Le poète Ryôichi Wagô, âgé de 48 ans, a gagné un prix français pour sa collection de tweets poétiques, publiés peu après le désastre de Fukushima en 2011.

C’est la maison d’édition Tokuma Shoten Publishing Co., un des plus importants éditeurs du Japon, qui a publié « shi no tsubute », ensuite publié en français par PO&PSY, collection de poésie et association, sous le nom de « jet de poèmes ». Le recueil en français a remporté le « prix de poésie de la revue NUNC », une revue de poésie et d’essais publiée par les éditions Corlevour. Ryôichi Wagô est né à Fukushima en 1968, et vit toujours dans cette ville, où il a décidé de rester malgré la catastrophe et la fuite de ses proches. Ses œuvres lui ont valu de nombreux prix littéraires, et ses lectures publiques et émissions de radio en ont fait l’un des représentants les plus importants de la poésie japonaise d’aujourd’hui. Il a aussi enseigné la langue japonaise dans un lycée en parallèle.

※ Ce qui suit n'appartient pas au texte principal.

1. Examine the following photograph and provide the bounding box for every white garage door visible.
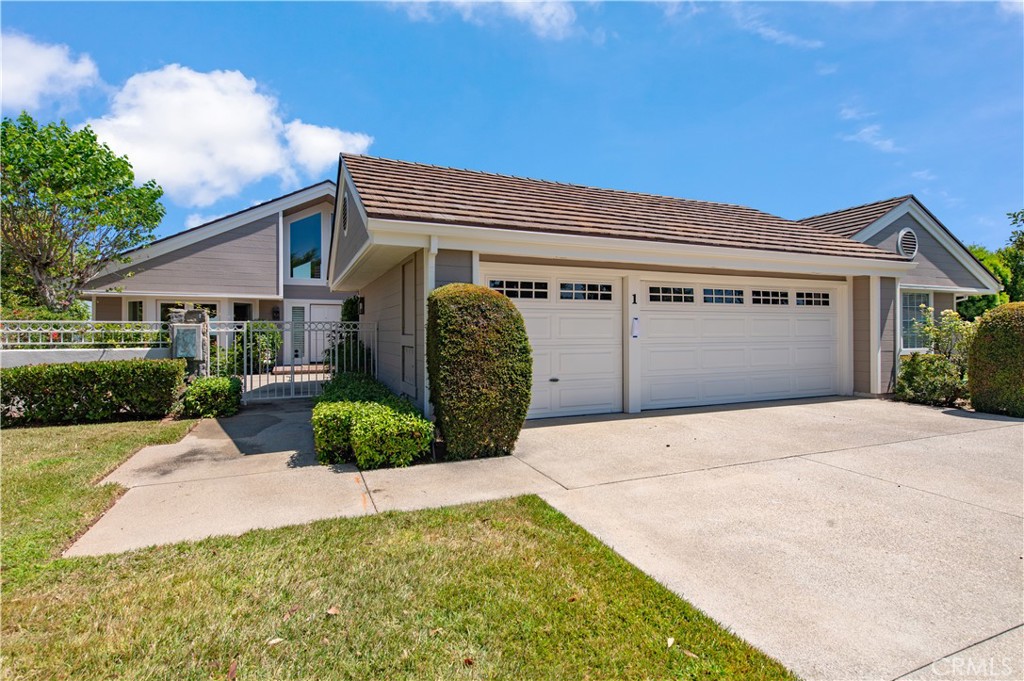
[482,268,623,419]
[640,281,839,410]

En plus de son recueil « jet de poèmes dans le vif de Fukushima », il publie aussi « Hommage silencieux » (shi no mokurei) en mémoire des victimes, et « Retrouvailles » (shi no kaikô) pour les survivants. Sa collection de poèmes a été traduite par Corinne Atlan, connue pour avoir traduit les ouvrages de Haruki Murakami. La cérémonie de remise du prix sera tenue en France, lors du Festival de la revue NUNC « Présences à Frontenay », le 20 juillet. L’auteur déclare : « cela fait 6 ans depuis le désastre et j’espère que ce prix sera l’opportunité pour que mes mots touchent plus de personnes étrangères et les aident à en savoir plus sur la catastrophe et sur Fukushima ».